TOYOTA TAPS LANDFILL WASTE FOR GREEN POWER
Toyota is “turning garbage into good” with a scheme to use gas from a landfill site to power vehicle production.
Although the company targets zero waste-to-landfill for its operations, it has come up with a method of generating “green” electricity from a disposal site close to its factory in Georgetown, Kentucky. The system is expected to be up and running early in 2015, producing enough power to build around 10,000 vehicles a year – including some of the world’s most environmentally efficient hybrids.
Toyota is working with Waste Services of the Bluegrass to collect the gas, which is created as the solid landfill waste breaks down. It is captured in a network of wells and used to fuel electricity generators. The power is then fed by underground lines to the Toyota plant a few miles away.
When working at full capacity, the system will generate one megawatt of electricity an hour, approximately enough to power 800 average American homes. At the same time, greenhouse gas emissions from the landfill site will be cut by as much as 90 per cent, improving local air quality
This is a further example of the smart approach to cleaner, sustainable energy sources that is being applied at Toyota manufacturing sites worldwide, including in the UK where the Burnaston car plant has installed one of the country’s largest industrial solar arrays. Constructed in a joint project with British Gas, the arrangement of around 17,000 solar panels spreads across an area of 90,000m2 within the industrial site, and is capable of producing 4.6 million kWh of electricity a year – enough power to build 7,000 cars a year. It also cuts annual CO2 emissions from the factory by around 2.000 tonnes.

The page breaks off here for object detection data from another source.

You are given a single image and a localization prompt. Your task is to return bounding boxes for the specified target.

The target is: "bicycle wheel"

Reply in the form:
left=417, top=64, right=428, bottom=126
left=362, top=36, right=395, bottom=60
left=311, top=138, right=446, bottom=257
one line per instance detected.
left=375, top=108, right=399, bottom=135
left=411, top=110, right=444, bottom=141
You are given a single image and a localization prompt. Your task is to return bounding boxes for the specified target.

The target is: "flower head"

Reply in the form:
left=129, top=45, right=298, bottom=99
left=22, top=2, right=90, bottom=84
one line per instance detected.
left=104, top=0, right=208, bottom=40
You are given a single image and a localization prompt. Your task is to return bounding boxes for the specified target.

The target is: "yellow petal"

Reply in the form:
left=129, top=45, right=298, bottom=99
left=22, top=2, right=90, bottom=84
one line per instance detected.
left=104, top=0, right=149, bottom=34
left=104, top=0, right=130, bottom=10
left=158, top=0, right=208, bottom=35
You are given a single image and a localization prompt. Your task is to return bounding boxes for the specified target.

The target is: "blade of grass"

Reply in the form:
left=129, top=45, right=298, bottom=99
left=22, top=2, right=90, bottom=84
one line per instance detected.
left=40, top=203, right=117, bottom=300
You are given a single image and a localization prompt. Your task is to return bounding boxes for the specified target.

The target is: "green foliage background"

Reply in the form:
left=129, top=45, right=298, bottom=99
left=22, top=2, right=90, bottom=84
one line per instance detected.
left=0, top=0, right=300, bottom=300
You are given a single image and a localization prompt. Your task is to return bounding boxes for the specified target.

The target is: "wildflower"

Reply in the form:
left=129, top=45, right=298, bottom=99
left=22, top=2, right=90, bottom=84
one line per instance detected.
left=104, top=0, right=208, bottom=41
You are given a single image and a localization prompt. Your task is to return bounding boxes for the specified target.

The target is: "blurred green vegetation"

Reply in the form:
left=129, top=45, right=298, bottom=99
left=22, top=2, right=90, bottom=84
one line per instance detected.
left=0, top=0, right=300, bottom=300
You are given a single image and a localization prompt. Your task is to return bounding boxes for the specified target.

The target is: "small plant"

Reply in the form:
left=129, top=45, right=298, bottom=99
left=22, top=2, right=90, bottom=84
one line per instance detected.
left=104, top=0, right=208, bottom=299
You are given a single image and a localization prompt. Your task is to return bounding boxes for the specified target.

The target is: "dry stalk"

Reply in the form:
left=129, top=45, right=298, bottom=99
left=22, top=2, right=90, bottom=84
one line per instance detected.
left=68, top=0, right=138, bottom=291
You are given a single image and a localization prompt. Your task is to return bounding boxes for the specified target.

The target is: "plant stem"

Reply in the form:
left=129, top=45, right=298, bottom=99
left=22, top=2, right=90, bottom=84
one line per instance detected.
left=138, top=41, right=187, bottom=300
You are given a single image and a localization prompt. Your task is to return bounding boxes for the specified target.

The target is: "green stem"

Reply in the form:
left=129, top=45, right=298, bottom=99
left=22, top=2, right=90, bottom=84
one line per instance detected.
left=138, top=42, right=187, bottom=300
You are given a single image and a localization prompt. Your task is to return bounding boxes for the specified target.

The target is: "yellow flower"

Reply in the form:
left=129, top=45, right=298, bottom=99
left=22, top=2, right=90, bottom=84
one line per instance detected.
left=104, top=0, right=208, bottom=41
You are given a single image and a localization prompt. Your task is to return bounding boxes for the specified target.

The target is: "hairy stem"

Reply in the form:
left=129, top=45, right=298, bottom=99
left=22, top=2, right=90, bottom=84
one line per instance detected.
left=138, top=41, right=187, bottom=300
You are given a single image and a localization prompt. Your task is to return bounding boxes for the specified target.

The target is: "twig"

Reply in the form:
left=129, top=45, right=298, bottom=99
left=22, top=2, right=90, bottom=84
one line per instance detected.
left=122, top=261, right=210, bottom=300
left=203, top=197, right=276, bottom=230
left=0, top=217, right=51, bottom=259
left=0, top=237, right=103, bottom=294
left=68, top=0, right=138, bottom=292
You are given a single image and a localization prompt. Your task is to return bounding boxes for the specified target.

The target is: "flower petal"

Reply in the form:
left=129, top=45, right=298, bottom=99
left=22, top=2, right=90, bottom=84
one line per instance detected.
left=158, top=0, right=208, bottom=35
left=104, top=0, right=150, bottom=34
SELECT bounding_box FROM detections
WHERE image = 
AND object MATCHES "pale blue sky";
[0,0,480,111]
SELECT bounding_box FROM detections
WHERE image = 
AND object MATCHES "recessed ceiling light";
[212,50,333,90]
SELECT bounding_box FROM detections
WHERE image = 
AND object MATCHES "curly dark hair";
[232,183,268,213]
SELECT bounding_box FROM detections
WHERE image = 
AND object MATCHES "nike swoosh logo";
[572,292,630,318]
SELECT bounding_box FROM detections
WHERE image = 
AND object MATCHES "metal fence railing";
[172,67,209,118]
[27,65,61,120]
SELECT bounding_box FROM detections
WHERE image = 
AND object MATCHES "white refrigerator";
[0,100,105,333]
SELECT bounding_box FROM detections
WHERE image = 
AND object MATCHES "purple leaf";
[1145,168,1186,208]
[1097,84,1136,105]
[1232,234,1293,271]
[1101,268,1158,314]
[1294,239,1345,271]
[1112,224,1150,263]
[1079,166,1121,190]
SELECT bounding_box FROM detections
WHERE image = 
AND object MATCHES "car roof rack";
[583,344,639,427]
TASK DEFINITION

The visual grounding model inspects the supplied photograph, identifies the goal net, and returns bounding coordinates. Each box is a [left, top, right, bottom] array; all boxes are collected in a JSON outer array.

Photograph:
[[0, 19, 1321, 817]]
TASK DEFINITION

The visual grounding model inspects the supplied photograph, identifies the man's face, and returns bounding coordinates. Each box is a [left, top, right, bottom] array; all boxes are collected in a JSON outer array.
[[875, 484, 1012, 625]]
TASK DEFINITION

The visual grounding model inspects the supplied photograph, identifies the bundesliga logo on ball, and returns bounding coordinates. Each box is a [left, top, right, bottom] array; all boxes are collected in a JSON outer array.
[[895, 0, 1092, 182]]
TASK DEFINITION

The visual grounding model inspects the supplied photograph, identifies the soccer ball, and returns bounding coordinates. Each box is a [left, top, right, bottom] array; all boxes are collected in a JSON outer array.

Toyota Manufacturing UK was one of the first European Toyota production operations to eliminate waste to landfill, back in 2002. Six years later it also achieved zero waste incineration. Likewise Toyota Motor Manufacturing Kentucky sends no waste to landfill, implementing a thorough recycling programme that includes producing compost used to help fertilise a garden on site. Already this has yielded more than half a tonne of produce, which the company has donated to local foodbanks.